A first reaction on seeing the programme of Rosemary Hodgson’s recital disc was to think how very miscellaneous it was - mixing English and Italian music, having no very apparent chronological, geographical or other kind of unity. Reading the lutenist’s own booklet notes one realises that she is well aware of this miscellaneous quality and that it is, indeed, intrinsic to the whole undertaking.

Hodgson uses an analogy with the surviving manuscript lute books of the period - personal collections in which amateurs (in every sense) of the lute would copy out pieces which held a special value for them, perhaps pieces that had particular associations or related to their own travels and studies, or perhaps, quite simply, pieces they thought were of especial beauty. Some such lute books might include music by the compiler’s friends and associates, or by the compiler himself; but they might just as readily include compositions whose sources lay some distance away in time and place. Like the contemporary miscellanies of verse, such manuscript collections are not only of great value as a source for later students and performers; they can also, at their best, be resonant (if implicit) statements about the sensibility of the person who assembled them - often over a period of years - an insight into the particular tastes of an individual some centuries ago.

Rosemary Hodgson says of this programme that it “is an aural equivalent of a renaissance lute book” and tells us that she has chosen pieces which “have a particular resonance “ for her as a musician - and therefore as a human being, one might add. “I adore all of them; they are like a collection of jewels that I have carried with me and shared with audiences”.

As “compiler” as well as performer, we are certainly given an insight into Rosemary Hodgson’s sensibility when we listen to this thoroughly enjoyable CD. It is a sensibility which responds with particular potency to the ‘private’ and delicate dimensions of the lute and its repertoire, which is especially responsive to the subtle poetry of the repertoire. It is, conversely, a musical sensibility less perfectly attuned to the more robust, more ‘popular’, dimension of the Renaissance canon of lute music.

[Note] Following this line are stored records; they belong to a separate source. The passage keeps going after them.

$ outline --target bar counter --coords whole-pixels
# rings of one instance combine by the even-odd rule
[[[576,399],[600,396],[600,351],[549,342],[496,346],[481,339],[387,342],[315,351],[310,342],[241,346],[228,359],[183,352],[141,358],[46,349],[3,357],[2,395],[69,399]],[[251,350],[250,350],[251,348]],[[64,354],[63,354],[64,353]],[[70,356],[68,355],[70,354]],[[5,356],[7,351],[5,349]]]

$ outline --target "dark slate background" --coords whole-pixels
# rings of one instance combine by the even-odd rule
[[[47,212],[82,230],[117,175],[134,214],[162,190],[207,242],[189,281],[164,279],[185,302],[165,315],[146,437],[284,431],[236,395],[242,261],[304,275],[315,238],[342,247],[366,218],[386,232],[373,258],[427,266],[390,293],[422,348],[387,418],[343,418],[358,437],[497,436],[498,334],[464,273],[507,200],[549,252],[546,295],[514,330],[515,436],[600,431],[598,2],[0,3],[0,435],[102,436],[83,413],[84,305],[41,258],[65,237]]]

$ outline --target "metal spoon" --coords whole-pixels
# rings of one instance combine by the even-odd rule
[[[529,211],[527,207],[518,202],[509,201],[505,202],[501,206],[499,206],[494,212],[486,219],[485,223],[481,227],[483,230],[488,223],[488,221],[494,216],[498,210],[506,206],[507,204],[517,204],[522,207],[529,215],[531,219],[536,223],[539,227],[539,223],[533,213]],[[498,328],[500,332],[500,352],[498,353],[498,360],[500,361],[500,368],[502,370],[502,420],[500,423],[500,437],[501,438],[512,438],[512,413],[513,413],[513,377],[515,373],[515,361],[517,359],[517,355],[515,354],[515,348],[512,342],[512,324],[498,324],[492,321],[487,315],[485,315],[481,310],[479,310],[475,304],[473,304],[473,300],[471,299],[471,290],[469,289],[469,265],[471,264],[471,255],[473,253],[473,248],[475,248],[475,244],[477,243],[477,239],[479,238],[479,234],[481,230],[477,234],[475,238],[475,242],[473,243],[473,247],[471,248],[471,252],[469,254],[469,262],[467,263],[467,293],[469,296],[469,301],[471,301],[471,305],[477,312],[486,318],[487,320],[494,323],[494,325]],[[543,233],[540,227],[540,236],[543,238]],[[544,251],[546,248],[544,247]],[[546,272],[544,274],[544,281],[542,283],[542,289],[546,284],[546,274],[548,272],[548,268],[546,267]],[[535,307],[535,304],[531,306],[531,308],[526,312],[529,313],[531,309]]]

As such, Hodgson’s playing is at its most utterly convincing - and its loveliest - in pieces such as Johnson’s Passamezzo Pavan, with its elegiac descending runs and its counterbalancing hints of renewal in its ascending phrases. Here Hodgson finds and articulates emotional and musical patterns with an exquisite clarity. Her performance of Byrd’s arrangement of Will Ye Walk the Woods So Wild? is taken more slowly than usual and brings out a gentle melancholy that is often missed. In Dowland’s Forlorn Hope Fancy - which gives her collection its title - Hodgson handles the complex counterpoint with unfussy assurance and, characteristically, her playing evokes to something like perfection the oxymoronic qualities of the piece’s title ‘forlorn hope’, exuding a real sense of, on the one hand, human grief and the sense of hopelessness and, on the other, the resilient clinging on to the possibility of restoration and rebirth. It is a very characteristic Elizabethan nexus of feeling and attitude, captured to perfection by Dowland in this piece and very perceptively performed by an obviously accomplished lutenist.

Perhaps, to offer some slight reservations, Rosemary Hodgson is a little less convincing when it comes to pieces such as Johnson’s Carman’s Whistle - attributed here to father John rather than son Robert - where her playing is so refined that the theme’s origins in the streets and the stables is more or les forgotten - a little more vulgarity wouldn’t have gone amiss here!

On the whole, however, this is playing of real subtlety and of real sensitivity; Hodgson eschews the merely showy and her virtues grow on one increasingly with repeated listenings.